Another issue here is that if you assume that the popularity of hidden services doesn't change drastically overnight, and you believe in the above paragraph, it's even possible to track the popularity of hidden services even if you don't know their actual popularity value. To do that, everyday you check the reported measurements to check if there are any numbers close to yesterday's numbers. If this consistently happens over a few days, you can be pretty confident that you have found the popularity of a hidden service.
To take this stupidity one step further, you can model this whole thing as a system of 3000 equations with 150 unknown variables each. Each day you get a new system of equations. It wouldn't surprise me if the value of most variables is negligible (tiny hidden services) which can be ignored. Everytime you find the popularity of a hidden service, you learn the value of another variable. If you assume that only 300 hidden services generate a substantial amount of HSDir requests, how many days do you need to find the value of those 300 variables?

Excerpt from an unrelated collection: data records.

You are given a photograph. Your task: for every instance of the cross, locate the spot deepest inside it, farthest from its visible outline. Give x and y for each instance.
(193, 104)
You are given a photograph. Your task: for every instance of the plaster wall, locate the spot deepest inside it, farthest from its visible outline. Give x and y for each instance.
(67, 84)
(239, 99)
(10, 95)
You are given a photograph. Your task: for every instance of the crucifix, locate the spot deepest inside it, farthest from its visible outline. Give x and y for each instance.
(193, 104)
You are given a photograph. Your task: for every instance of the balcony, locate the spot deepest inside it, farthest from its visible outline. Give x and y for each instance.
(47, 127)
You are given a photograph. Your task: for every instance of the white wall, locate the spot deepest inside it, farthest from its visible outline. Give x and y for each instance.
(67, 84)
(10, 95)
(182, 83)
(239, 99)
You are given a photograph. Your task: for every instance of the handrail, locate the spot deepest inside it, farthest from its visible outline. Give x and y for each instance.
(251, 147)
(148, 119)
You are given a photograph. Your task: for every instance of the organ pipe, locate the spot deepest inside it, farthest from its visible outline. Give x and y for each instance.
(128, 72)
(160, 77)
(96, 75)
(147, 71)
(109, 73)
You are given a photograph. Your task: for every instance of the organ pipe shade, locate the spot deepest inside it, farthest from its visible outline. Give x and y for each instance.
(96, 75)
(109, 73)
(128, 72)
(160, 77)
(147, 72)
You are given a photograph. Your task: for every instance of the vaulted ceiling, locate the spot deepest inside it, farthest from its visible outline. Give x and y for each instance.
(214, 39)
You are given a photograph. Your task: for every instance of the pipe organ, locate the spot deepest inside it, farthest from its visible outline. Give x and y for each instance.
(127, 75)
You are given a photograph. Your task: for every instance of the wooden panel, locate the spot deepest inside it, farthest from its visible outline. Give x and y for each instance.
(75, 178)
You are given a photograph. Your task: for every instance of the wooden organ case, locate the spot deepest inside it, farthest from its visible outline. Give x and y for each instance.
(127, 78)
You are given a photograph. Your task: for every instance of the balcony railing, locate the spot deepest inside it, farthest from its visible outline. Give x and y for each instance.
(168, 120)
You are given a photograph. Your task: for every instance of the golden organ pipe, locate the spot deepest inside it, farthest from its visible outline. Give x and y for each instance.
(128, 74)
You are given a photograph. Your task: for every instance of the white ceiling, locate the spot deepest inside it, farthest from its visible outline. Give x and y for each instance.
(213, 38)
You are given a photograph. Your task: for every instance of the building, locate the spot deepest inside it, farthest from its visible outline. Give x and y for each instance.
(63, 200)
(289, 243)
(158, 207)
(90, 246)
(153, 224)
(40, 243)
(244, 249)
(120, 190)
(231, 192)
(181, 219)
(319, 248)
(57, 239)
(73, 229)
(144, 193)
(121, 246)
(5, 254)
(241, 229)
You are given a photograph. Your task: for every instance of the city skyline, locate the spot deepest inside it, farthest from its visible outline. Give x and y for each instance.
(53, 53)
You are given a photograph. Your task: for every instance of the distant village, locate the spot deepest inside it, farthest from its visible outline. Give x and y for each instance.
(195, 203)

Unfortunately, this is one of the worries that is hard to address without first making the whole thing and seeing how the actual numbers look like...
- And even if all the above is garbage, I'm still a bit concerned
about the fact that the popularity of the *most popular* hidden service will be trackable using the above scheme. That's because the most popular hidden service will almost always dominate the other measurements.
- Also, the measurement period will have to change. Currently, each
relay sends its extrainfo descriptor every 24 hours. For the AnonStats1 scheme to work, the measurement period needs to be non-deterministic, otherwise the StatsAuth can link relay measurements over different days based on when they reported stats.